Tuesday, April 8, 2014

Think twice before feeding free choice...

In January, I presented a class on chicken feed at City Folks Farm Shop here in Columbus. I came to the topic of whether or not to feed free choice. By the sound of the murmurs in class, I gathered that most attendees fed their chickens free choice. This somewhat surprised me. Chicken feed is one of the highest expenses of keeping poultry. My strong recommendation is NO, do not offer feed free choice.  Here are my reasons why:

1. A free-ranging hen only requires about 1/3 lb of chicken feed a day. If fed twice daily, your hens should be finishing their breakfast and dinner in about 15-20 mins. If there is feed left after that time, you have feed them too much.

2. Any feed remaining in the feeder is a HUGE attraction for rodents, wild birds, insects and other unwanted pests.
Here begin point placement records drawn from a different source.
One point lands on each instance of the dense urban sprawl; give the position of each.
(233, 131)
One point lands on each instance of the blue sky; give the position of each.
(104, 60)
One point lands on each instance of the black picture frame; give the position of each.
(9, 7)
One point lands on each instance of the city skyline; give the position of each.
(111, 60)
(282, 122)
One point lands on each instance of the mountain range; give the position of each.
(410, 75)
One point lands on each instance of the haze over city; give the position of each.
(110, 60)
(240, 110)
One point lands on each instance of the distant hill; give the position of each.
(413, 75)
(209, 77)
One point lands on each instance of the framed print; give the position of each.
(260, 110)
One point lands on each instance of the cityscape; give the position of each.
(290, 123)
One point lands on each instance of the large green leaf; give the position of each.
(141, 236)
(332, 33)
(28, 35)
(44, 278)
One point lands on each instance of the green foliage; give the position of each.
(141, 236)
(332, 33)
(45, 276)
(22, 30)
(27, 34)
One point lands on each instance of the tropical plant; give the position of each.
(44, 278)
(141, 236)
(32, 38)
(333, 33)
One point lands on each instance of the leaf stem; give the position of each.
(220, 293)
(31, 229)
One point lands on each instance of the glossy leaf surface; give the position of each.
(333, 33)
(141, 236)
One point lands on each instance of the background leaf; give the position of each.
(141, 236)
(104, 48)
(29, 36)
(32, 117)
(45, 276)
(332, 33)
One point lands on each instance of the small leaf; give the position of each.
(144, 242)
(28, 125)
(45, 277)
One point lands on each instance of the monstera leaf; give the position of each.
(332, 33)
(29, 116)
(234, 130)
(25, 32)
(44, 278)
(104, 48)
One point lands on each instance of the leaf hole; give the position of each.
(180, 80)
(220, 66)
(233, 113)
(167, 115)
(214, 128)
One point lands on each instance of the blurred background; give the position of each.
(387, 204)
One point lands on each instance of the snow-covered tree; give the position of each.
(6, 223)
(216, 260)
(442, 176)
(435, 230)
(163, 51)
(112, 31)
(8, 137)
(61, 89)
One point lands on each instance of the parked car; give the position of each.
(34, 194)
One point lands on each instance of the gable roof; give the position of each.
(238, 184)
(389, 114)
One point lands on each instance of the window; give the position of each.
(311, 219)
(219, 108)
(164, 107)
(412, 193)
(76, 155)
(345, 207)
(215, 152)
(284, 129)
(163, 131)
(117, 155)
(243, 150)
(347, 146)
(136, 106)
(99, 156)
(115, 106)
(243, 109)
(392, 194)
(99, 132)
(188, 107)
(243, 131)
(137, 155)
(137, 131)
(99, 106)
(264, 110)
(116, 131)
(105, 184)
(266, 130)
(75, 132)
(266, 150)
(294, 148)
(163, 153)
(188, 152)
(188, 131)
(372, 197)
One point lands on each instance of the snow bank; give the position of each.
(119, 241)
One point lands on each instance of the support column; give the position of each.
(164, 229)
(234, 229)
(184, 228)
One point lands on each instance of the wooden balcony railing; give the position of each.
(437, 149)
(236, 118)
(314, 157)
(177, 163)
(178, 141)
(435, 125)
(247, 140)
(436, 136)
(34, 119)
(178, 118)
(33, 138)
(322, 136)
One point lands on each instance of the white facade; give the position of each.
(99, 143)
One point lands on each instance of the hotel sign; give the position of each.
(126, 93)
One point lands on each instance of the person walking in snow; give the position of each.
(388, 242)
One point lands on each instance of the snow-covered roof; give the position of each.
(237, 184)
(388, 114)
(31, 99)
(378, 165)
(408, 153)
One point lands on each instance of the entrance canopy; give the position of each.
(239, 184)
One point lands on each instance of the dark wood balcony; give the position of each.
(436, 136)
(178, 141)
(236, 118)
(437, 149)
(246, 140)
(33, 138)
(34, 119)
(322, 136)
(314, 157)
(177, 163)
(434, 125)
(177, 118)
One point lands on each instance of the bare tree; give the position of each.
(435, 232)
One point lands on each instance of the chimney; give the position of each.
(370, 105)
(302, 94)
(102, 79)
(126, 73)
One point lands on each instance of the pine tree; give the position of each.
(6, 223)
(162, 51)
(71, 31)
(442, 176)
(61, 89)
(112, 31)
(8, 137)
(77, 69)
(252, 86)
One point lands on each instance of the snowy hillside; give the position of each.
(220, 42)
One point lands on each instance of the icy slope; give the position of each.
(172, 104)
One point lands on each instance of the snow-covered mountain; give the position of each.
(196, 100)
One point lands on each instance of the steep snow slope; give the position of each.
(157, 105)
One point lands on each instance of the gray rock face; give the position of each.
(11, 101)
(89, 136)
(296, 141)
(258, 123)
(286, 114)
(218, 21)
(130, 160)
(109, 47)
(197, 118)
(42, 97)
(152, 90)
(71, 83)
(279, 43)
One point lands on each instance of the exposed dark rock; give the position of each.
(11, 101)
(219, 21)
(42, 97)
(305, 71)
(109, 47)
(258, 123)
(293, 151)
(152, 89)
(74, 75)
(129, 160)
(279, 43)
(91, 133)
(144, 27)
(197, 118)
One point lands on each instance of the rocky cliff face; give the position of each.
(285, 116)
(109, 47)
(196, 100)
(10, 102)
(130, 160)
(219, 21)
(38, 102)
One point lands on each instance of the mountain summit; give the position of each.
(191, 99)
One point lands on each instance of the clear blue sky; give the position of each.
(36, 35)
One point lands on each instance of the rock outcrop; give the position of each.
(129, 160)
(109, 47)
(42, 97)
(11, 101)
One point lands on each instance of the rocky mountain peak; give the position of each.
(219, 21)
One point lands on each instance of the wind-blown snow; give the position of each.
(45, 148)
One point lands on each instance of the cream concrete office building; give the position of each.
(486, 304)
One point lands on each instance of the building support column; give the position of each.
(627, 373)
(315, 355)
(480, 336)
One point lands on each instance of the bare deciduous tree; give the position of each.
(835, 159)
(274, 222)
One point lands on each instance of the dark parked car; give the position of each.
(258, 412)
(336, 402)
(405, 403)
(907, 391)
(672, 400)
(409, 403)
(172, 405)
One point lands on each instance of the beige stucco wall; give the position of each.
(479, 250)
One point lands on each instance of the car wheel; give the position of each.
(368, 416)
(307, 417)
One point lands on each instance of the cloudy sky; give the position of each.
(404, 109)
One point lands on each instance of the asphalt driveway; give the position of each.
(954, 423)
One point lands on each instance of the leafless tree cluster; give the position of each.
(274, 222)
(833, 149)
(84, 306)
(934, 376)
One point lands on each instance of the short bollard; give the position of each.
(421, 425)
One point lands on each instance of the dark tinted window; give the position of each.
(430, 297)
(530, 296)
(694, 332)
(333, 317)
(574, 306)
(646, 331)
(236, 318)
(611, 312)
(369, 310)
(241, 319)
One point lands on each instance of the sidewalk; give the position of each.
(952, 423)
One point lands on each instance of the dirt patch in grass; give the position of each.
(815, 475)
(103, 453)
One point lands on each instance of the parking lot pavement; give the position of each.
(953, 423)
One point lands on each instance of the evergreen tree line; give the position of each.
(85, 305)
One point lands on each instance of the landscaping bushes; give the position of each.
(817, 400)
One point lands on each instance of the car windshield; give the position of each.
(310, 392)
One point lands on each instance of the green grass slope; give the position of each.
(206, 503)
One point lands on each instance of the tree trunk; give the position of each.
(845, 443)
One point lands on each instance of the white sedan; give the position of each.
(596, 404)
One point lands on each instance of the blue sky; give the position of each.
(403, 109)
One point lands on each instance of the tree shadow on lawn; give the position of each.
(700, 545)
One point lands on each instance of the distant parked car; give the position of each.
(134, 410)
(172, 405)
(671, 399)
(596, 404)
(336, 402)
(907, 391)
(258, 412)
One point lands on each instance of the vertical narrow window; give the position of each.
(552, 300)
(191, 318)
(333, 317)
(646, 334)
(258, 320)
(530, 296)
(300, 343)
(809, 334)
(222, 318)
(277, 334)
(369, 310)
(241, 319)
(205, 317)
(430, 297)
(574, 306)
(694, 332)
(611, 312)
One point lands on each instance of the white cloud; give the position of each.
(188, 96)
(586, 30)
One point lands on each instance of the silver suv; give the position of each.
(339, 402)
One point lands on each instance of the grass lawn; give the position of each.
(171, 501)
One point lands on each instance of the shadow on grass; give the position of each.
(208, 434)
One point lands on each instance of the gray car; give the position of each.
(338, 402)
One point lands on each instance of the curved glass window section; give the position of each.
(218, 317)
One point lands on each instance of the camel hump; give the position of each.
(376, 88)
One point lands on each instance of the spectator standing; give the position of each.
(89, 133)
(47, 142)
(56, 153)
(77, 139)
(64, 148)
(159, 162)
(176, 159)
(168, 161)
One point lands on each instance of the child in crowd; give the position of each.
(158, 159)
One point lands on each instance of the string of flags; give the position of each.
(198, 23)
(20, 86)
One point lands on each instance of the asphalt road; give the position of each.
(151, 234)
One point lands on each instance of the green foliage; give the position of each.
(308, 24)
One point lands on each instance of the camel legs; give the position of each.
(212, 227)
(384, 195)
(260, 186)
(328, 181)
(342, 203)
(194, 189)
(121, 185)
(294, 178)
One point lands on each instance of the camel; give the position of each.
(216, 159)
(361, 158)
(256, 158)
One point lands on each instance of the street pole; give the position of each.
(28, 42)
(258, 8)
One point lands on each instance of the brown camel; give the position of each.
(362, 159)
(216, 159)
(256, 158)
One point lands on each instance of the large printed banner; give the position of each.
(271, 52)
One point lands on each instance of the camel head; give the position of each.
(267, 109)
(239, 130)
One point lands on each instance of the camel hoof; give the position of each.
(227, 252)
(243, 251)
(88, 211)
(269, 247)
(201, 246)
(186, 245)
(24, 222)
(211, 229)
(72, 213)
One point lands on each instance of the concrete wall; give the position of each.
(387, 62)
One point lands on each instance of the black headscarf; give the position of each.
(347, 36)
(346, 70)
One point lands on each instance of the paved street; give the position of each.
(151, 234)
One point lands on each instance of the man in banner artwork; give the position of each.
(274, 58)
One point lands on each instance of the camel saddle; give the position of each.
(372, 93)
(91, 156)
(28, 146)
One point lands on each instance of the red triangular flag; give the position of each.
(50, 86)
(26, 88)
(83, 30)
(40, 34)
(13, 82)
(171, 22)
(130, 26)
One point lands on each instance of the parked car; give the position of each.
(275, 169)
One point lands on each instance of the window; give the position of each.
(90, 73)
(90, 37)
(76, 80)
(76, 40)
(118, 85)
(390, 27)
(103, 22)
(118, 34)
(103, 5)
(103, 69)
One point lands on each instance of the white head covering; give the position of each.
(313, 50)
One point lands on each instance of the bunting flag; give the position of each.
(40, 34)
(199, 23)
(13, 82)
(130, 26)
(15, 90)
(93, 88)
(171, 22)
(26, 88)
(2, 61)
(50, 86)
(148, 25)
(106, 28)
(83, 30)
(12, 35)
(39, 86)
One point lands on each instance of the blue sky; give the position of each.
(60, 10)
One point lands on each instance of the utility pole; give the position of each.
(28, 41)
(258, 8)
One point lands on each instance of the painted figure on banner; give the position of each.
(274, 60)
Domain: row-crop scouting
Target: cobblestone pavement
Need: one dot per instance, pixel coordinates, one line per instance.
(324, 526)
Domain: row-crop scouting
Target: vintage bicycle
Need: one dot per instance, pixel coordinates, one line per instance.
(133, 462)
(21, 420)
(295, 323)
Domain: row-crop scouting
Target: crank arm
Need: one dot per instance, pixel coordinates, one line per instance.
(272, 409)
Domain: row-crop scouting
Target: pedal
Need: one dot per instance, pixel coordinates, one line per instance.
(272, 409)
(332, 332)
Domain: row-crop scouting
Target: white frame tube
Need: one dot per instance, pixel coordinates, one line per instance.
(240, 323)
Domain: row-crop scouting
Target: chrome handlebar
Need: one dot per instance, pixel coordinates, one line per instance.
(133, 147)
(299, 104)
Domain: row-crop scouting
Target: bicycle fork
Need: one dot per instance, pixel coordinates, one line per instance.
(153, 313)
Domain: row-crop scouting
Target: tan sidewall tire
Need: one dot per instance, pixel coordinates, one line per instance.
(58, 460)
My area of Columbus is already suffering from a rat infestation. I certainly don't want to add to the problem.

3. If your feeder is located outside, use caution to avoid the rain and damp. Once feed is wet, it can easily grow molds which put your poultry at risk for sickness or disease.

4. Wasted feed. We've all experienced this. Feed is kicked out of the feeders by scratching, bumping into the feeder, etc. The hens will pick out the yummy whole or partially cracked grains and leave the powdery protein and vitamins. Rationing encourages your girls to clean up the small feed particles in  the bottom of the feeders.

5. Rationing encourages your hens to forage in the yard. 'Nuff said.

6. Don't offer too many "treats" to your hens. You want your chickens to eat their feed, which has been formulated to be a well balanced diet.

7. Reduce your feed bill. Maximize your feed dollar and your hen's feed conversation ratio.

So, ration your girls feed. :-) Feed your hens twice a day, at roughly the same time each morning and evening. If you have 6 hens, you should be feeding about two lbs of feed a day--one pound in the morning and one in the evening. You can feed treast in the middle of the day, especially if they are not able to range in the yard. Remember, a fat hen still only lays one egg a day.